Project Zero has made headlines over the past few months because of some maneuvers ” aggressive ” made against Microsoft. It is a team of hacker’s veterans who works in order to track down bugs and vulnerabilities and fixing them so that they are resolved by the proper authorities. The division of Google has discovered a new vulnerability hidden inside of DRAM DDR3 modules, inviting producers, already aware of the phenomenon for years, to provide information on how to mitigate what is called the problem ” rowhammer “.
It is an issue that had been brought to the attention of Intel and researchers at Carnegie Mellon last year, in a document called ” Flipping Bits in Memory Without Accessing Them: An Experimental Study of DRAM Disturbance Errors. ” The researchers showed that with increasing miniaturization of DRAM modules is becoming increasingly difficult to isolate the memory in an address to prevent data corruption in another.
With a technique called rowhammering is possible to obtain effects of ” coupling ” between the neighboring cells, causing a ” bit flip “, ie a change of the value of the single cell 1 to 0 or vice versa.
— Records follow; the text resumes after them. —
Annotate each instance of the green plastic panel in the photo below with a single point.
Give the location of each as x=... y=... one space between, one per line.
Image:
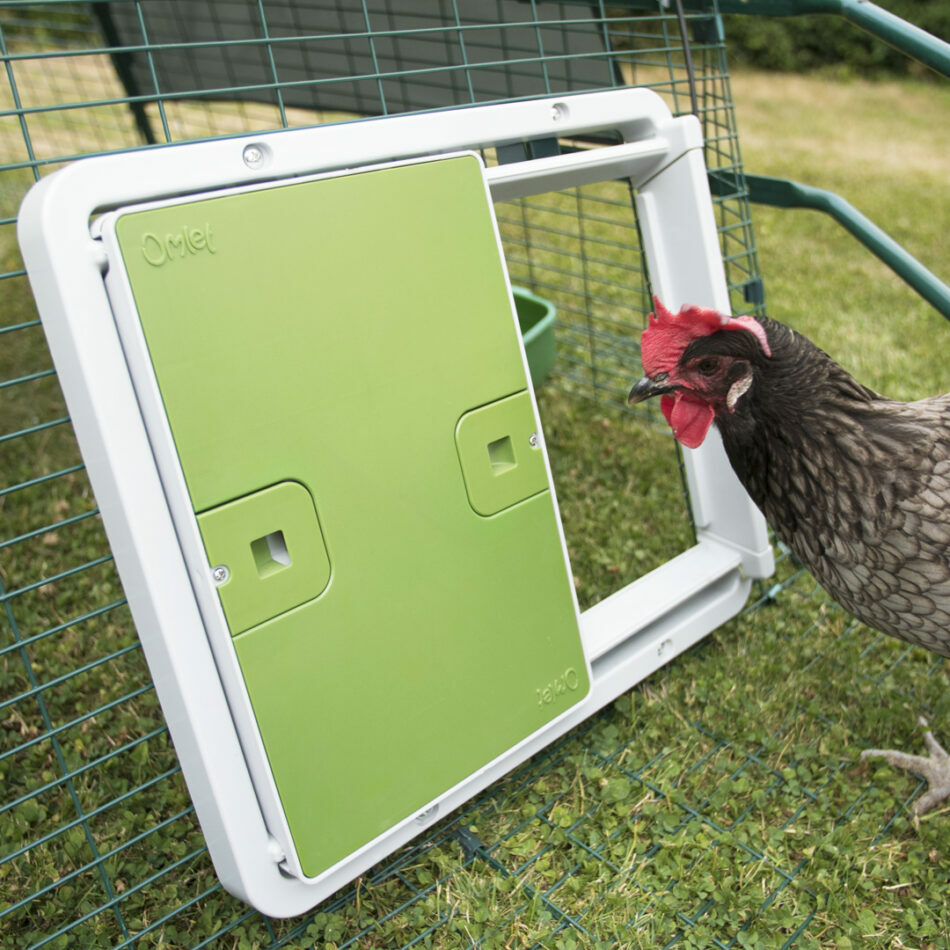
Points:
x=333 y=333
x=271 y=549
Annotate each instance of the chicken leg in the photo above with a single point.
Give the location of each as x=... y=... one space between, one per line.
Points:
x=935 y=768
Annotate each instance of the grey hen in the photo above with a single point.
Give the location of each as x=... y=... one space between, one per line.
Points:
x=858 y=486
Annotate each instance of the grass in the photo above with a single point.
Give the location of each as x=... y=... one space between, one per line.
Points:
x=721 y=803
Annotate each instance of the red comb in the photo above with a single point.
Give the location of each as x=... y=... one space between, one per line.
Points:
x=668 y=334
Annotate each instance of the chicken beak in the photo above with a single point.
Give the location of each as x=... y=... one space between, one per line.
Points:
x=648 y=387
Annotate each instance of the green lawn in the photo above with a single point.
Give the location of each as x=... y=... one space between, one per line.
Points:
x=719 y=804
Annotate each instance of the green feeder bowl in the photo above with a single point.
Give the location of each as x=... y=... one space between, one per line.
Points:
x=536 y=319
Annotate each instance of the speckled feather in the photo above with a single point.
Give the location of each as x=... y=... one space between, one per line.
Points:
x=858 y=486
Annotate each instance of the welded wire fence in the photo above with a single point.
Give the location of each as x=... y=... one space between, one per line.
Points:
x=594 y=840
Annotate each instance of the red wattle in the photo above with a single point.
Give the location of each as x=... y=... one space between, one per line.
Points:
x=688 y=416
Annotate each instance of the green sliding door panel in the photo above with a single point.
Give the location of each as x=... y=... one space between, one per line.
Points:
x=270 y=552
x=340 y=367
x=498 y=451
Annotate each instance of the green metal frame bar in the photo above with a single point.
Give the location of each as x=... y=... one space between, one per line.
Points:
x=782 y=193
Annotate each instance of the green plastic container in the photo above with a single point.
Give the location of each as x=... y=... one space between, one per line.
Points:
x=536 y=320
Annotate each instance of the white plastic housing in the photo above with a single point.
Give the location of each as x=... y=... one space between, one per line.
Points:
x=626 y=637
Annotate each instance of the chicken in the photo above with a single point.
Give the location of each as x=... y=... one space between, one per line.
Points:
x=857 y=485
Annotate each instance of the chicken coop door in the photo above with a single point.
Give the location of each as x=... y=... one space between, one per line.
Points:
x=295 y=371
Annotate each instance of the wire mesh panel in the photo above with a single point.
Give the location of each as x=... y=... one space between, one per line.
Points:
x=100 y=843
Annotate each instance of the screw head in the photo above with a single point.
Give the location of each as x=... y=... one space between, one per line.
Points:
x=220 y=574
x=254 y=155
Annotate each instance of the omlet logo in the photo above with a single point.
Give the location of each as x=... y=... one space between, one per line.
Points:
x=174 y=247
x=567 y=682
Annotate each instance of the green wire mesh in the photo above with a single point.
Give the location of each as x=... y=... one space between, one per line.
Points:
x=599 y=839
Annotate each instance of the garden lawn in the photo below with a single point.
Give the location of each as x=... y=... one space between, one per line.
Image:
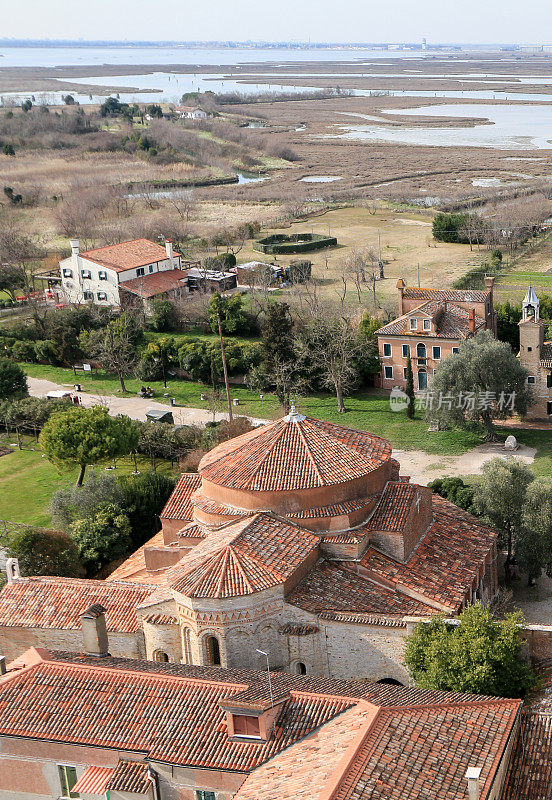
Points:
x=28 y=481
x=368 y=410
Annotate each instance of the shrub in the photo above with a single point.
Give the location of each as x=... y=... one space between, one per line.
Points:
x=44 y=552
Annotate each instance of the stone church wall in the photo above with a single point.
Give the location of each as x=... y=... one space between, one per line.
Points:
x=14 y=641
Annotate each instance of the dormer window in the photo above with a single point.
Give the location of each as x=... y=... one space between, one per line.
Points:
x=246 y=726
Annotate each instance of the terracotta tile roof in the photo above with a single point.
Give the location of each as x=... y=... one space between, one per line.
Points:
x=127 y=255
x=130 y=776
x=530 y=772
x=446 y=562
x=161 y=619
x=45 y=602
x=334 y=510
x=393 y=508
x=374 y=753
x=454 y=323
x=329 y=587
x=179 y=505
x=169 y=718
x=156 y=283
x=94 y=780
x=456 y=295
x=133 y=568
x=295 y=452
x=243 y=557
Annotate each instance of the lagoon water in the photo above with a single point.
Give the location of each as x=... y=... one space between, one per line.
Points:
x=513 y=127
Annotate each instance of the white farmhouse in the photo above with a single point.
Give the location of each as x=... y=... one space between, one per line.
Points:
x=118 y=274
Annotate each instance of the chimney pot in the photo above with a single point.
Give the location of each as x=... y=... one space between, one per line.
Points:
x=472 y=776
x=13 y=572
x=94 y=631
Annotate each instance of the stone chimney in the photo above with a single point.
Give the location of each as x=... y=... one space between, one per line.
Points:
x=472 y=777
x=400 y=289
x=471 y=321
x=12 y=570
x=94 y=631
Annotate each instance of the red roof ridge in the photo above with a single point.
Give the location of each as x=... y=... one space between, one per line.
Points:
x=309 y=451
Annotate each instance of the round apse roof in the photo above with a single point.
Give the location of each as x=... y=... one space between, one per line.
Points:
x=295 y=452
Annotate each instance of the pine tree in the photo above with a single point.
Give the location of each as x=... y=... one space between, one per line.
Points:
x=409 y=389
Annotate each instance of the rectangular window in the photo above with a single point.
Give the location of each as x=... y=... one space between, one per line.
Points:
x=67 y=779
x=246 y=726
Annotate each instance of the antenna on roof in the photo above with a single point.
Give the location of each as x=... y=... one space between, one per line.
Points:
x=262 y=652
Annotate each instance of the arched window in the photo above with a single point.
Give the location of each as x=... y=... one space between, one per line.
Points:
x=212 y=651
x=186 y=646
x=159 y=655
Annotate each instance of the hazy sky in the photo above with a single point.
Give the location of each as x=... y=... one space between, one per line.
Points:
x=320 y=20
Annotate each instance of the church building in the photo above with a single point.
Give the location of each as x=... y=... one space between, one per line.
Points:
x=296 y=545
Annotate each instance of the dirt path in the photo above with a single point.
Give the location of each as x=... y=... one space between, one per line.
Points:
x=423 y=467
x=133 y=407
The manufacturers of memory modules have always maintained that through this practice was essentially impossible to perform targeted attacks on a specific machine, but following the news brought to light by Mark Seaborn and Thomas Dullien of Project Zero discover that it does not.
The two have explained in detail two attacks proof-of-concept applicable leveraging practices rowhammering on DRAM modules. The methods specified you can get root privileges on machines based on Linux x86-64, but it is a hardware flaw could be exploited regardless of the operating system. To be vulnerable to the practices of rowhammering are some of the DRAM DDR3 modules of three of the largest producers, unspecified. Out of 29 computers, among those analyzed by Google, 15 laptop occurred helpless and no desktop.
The attacks developed by Project Zero have negative results on the machines with memory modules ECC (Error-Correcting Code), while the most-recent modules LPDDR4 should be immune thanks to features Targeted Refresh Row Count and Maximum Active, designed precisely to mitigate the effects of rowhammering.
At the moment, it is still very difficult to quantify the extent of the phenomenon, potentially huge, that should involve mainly the consumer audience of laptop devices.